変わらない変数 in Objective-C
次のコードは実際にLadioCastにあるクラスメソッドで、エラーメッセージをダイアログボックスとして表示する部分です。
+ (NSInteger)alertUserInfo:(NSDictionary *)userInfo {
// close current alert panel
[NSApp abortModal];
if (userInfo == nil) {
return 0;
}
// show new alert panel
NSString * const messageText = [userInfo objectForKey:NSLocalizedDescriptionKey];
NSString * const informativeText = [userInfo objectForKey:NSLocalizedRecoverySuggestionErrorKey];
NSAlert * const alert = [[[NSAlert alloc] init] autorelease];
alert.messageText = messageText;
alert.informativeText = informativeText;
alert.alertStyle = NSCriticalAlertStyle;
NSInteger const response = [alert runModal];
return response;
}
コードの8,9,10,14行目でローカル変数を定義していますが、全部にconst
という修飾子がついています。
const
というのは設定された初期値から値を変更できないようにする修飾子で、いわゆる定数を宣言するためのものです。
一般にプログラムで定数というとプログラムを書いた時点で既に値が定まっているようなものが典型的です。
それとは対照的にconst
がついたローカル変数は、その処理が実行される間だけ存在しかつその間だけ値が変わらないものになります。
つまりここで使われているローカル変数は全て最初から最後まで値を変えずに役目を終えるわけです。
実際のプログラムにおいてローカル変数に保持された値が最初から最後まで変更されない場合は意外なほど多く、これらは変数といえどもある値に扱いやすい名前、いわば別名を割り当てているだけ、といえます。
変わらない変数という考え方は、このような別名を割り当てているだけの変数を通常の変数と意識して区別しよう、という考え方です。

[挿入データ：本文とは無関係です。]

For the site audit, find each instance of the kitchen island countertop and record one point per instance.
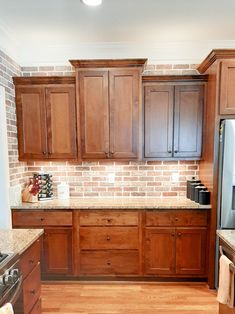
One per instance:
(114, 203)
(18, 240)
(228, 236)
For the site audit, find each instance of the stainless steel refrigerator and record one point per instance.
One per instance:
(226, 183)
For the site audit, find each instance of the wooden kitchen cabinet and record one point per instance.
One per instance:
(56, 253)
(175, 243)
(109, 96)
(46, 118)
(226, 88)
(173, 112)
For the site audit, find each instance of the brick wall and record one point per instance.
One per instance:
(143, 179)
(9, 68)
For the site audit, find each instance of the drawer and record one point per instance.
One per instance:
(108, 218)
(31, 289)
(37, 309)
(41, 218)
(30, 259)
(109, 263)
(98, 238)
(176, 218)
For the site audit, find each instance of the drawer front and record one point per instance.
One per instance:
(37, 309)
(109, 263)
(177, 218)
(30, 259)
(40, 218)
(31, 289)
(98, 238)
(108, 218)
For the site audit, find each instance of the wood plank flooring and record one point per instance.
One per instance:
(128, 298)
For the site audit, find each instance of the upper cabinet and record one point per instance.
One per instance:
(173, 113)
(46, 118)
(109, 97)
(226, 89)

変わらないものとして区別することでプログラムがより理解しやすくなり、プログラマの精神的な負担が軽減されます。
この区別をObjective-Cの場合はconst
修飾子の付加で行うことができましたが、さてSwiftの場合ではどうでしょうか。
変わらない変数 in Swift
うれしいことにSwiftではこの区別をよりはっきりつけることができます。 前出のコードをSwiftで書き直してみましょう。
class func alertUserInfo(userInfo:NSDictionary!) -> Int {
// close current alert panel
NSApp.abortModal()
if !userInfo {
return 0
}
// show new alert panel
let messageText:String = userInfo.objectForKey(NSLocalizedDescriptionKey) as String
let informativeText:String = userInfo.objectForKey(NSLocalizedRecoverySuggestionErrorKey) as String
let alert:NSAlert = NSAlert()
alert.messageText = messageText
alert.informativeText = informativeText
alert.alertStyle = .CriticalAlertStyle
let response:Int = alert.runModal()
return response
}
Swiftでは変わらない変数をlet
で定義することができます。
(それに対して変わる変数はvar
で定義します。)
私はあるプログラミング言語が使える言語かどうか仕様を見る際、このように変わる変数と変わらない変数を区別して書けるかどうかを重要項目の1つとしてチェックします。 その意味でSwiftはこのチェックに難なく合格してくれました。
次回はもう少しこのテーマを掘り下げてみたいと思います。 ではでは。